Contact steam enthusiast Bert Michel at R.R. 1, 590 Black Bay Road, Petawawa, ONT Canada K8H 2W8.

The Waterloo Standard 18 Horsepower Traction Engine

Built to conform with the rigid Government Specifications of all the Provinces of Canada.
Governmental Steam Allowance, 175 Pounds

• Boiler barrel – 30 inches in diameter, 5/16-inch in thickness
• Longitudinal seam – triple riveted lap
• Firebox – length 38 inches, width 26-1/4 inches, depth 36 inches
• Grate area – 6.85 square feet
• Stay bolts – 7/8-inch diameter
• Tubes – 41 in number, 2 inches in diameter, 84 inches long
• Heating surface – 187 square feet
• Working pressure – 170 pounds per square inch
• Cylinder – 8-1/2 inches in diameter, stroke 10 inches
• Crankshaft – 2-7/8 inches in diameter
• Flywheel – 40 inches in diameter, 11-inch face
• Revolutions – 230 per minute
• Front wheels – 44 inches in diameter, 10 inches wide
• Rear wheels – 66 inches in diameter, 16 inches wide
• Traction speed – 2.75 MPH
• Shipping weight – 17,000 pounds

Standard Equipment
Jacket on barrel and wagon top, platform fitted with steel water tank, wooden supply and toolbox and patent coupler, Ham headlight, oil pump, lubricator, two Penberthy injectors, pop safety valve, steam gauge, whistle Gardner wide-range governor, blower cock, water gauge, all necessary cocks, valves, oilers, injectors hose, oil can wrenches, flue cleaner, poker and scraper.
(The) 16 HP tractions are built according to above specifications excepting tubes are 70 inches long, cylinder 8 inches in diameter, rear wheels 60 inches in diameter. 
–  From a 1916 Ontario Catalogue of High-Class Waterloo Threshing Machinery catalog.

Waterloo Portable Engines

Waterloo portable engines are regularly built in 12, 14 and 16 HP sizes. Larger portable engine are only built to special order. These engines are especially adapted for running portable sawmills, ordinary sized threshing outfits or for any other farm use. The material used in the construction of them is of the same high standard as used in our traction engines, and in the mechanical construction they are given the same attention and are in every detail as well built as any of our tractions.

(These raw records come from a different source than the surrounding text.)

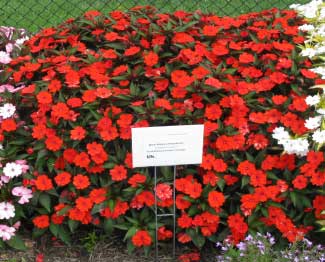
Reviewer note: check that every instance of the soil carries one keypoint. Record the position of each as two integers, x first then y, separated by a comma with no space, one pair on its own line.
108,250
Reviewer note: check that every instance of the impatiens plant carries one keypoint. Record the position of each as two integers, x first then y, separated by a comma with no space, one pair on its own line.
13,194
91,79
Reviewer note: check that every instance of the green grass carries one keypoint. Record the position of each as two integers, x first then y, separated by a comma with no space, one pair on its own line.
35,14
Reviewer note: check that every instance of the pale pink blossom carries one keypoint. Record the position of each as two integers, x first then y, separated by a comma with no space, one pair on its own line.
7,210
6,232
24,193
164,191
23,164
4,58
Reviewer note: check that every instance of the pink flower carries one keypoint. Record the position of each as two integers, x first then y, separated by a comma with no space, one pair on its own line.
10,88
6,233
24,193
23,164
164,191
4,58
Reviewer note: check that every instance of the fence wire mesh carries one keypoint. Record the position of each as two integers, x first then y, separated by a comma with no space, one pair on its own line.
35,14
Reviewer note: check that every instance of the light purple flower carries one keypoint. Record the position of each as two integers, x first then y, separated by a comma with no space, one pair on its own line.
7,210
23,164
9,47
6,233
24,193
4,58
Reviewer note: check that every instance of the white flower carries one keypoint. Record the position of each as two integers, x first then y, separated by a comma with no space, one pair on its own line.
7,110
306,27
20,41
313,122
280,134
7,210
23,192
319,70
310,52
319,136
322,13
12,170
6,233
298,146
321,111
4,58
320,49
312,100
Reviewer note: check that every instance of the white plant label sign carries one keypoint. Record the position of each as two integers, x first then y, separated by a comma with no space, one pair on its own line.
167,145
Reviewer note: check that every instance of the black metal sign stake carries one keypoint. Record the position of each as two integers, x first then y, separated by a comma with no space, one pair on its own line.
165,215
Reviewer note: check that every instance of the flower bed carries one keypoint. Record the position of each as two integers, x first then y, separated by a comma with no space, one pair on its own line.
12,194
91,79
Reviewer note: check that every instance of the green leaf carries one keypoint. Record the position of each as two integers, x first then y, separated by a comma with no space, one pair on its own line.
197,238
73,224
45,201
131,232
17,243
108,226
38,232
54,228
64,236
130,247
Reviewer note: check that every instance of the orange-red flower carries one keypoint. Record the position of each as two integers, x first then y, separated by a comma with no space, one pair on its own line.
42,221
62,179
81,181
43,183
78,133
118,173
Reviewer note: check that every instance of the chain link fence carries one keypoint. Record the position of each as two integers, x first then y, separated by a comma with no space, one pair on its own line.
35,14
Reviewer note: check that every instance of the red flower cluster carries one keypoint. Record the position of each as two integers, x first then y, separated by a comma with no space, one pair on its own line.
89,80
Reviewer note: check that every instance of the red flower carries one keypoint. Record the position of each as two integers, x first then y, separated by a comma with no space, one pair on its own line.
213,112
8,125
84,203
141,238
78,133
300,182
213,82
81,160
118,173
308,74
164,234
132,51
246,58
43,183
62,179
98,195
81,181
41,221
184,221
181,203
44,97
164,191
216,199
53,143
151,59
182,38
136,180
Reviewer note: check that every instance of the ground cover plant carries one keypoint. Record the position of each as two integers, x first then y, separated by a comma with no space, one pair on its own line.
49,13
91,79
13,195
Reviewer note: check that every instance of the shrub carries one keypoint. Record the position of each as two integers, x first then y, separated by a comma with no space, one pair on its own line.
13,195
91,79
259,248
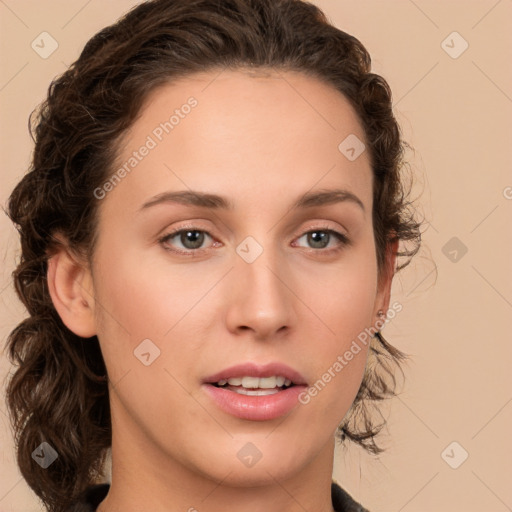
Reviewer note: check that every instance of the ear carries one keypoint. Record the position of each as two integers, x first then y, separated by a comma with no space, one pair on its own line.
70,286
386,279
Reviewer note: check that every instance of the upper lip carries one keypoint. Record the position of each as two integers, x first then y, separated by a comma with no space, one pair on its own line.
251,369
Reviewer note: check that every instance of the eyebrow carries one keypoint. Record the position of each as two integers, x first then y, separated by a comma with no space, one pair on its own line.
308,200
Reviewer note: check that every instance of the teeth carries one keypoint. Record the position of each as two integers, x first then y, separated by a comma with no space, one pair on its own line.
256,382
256,392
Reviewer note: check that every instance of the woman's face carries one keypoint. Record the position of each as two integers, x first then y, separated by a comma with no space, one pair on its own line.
258,279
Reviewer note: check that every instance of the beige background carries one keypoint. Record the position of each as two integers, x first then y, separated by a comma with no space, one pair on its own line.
456,112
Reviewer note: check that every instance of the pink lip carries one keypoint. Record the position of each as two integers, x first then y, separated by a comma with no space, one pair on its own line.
255,370
256,408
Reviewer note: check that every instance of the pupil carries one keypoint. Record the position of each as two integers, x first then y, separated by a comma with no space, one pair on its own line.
193,237
320,240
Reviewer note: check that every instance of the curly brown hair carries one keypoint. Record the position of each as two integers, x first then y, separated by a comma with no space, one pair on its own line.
57,393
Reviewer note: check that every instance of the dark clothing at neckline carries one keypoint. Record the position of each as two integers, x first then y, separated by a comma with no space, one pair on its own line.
95,494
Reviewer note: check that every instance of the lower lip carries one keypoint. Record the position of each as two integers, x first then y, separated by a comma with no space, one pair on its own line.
255,408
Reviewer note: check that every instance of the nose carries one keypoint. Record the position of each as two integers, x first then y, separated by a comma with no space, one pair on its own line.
260,297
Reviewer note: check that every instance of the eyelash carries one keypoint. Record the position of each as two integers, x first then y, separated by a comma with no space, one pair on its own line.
343,240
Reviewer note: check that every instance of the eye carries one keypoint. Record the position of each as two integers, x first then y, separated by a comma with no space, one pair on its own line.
191,239
321,237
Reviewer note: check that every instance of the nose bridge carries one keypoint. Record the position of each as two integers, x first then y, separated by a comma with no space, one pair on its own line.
261,300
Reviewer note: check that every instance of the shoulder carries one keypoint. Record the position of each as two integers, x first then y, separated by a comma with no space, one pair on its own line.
89,500
343,502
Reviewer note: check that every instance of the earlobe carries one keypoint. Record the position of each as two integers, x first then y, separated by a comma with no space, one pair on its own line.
385,280
70,288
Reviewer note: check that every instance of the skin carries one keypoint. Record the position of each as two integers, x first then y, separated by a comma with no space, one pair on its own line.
261,141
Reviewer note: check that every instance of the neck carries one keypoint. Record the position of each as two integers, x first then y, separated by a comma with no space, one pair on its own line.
144,479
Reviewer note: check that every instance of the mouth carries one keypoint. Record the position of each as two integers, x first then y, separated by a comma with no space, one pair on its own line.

In design and finish they are excelled by none. For power and durability they surpass all rivalry. They are very economical on fuel and water, built for burning wood or coal. They do not require an expert to operate. They are sufficiently light so as to be easily handled by a team of horses and are particularly adapted for rough country. For winter transportation they are easily mounted on sleighs; rear axle hub castings which bolt to the runners can be supplied for the purpose if desired.

They are fitted out with the best accessory parts such as governor, lubricator, steam gauge, two injectors, a perfectly balanced disc, etc. They are carefully worked out in every detail, with the idea of making a simple, plain and serviceable engine that with proper care should give years of service without expense.
 – From a 1916 Ontario Catalogue of High-Class Waterloo Threshing Machinery catalog.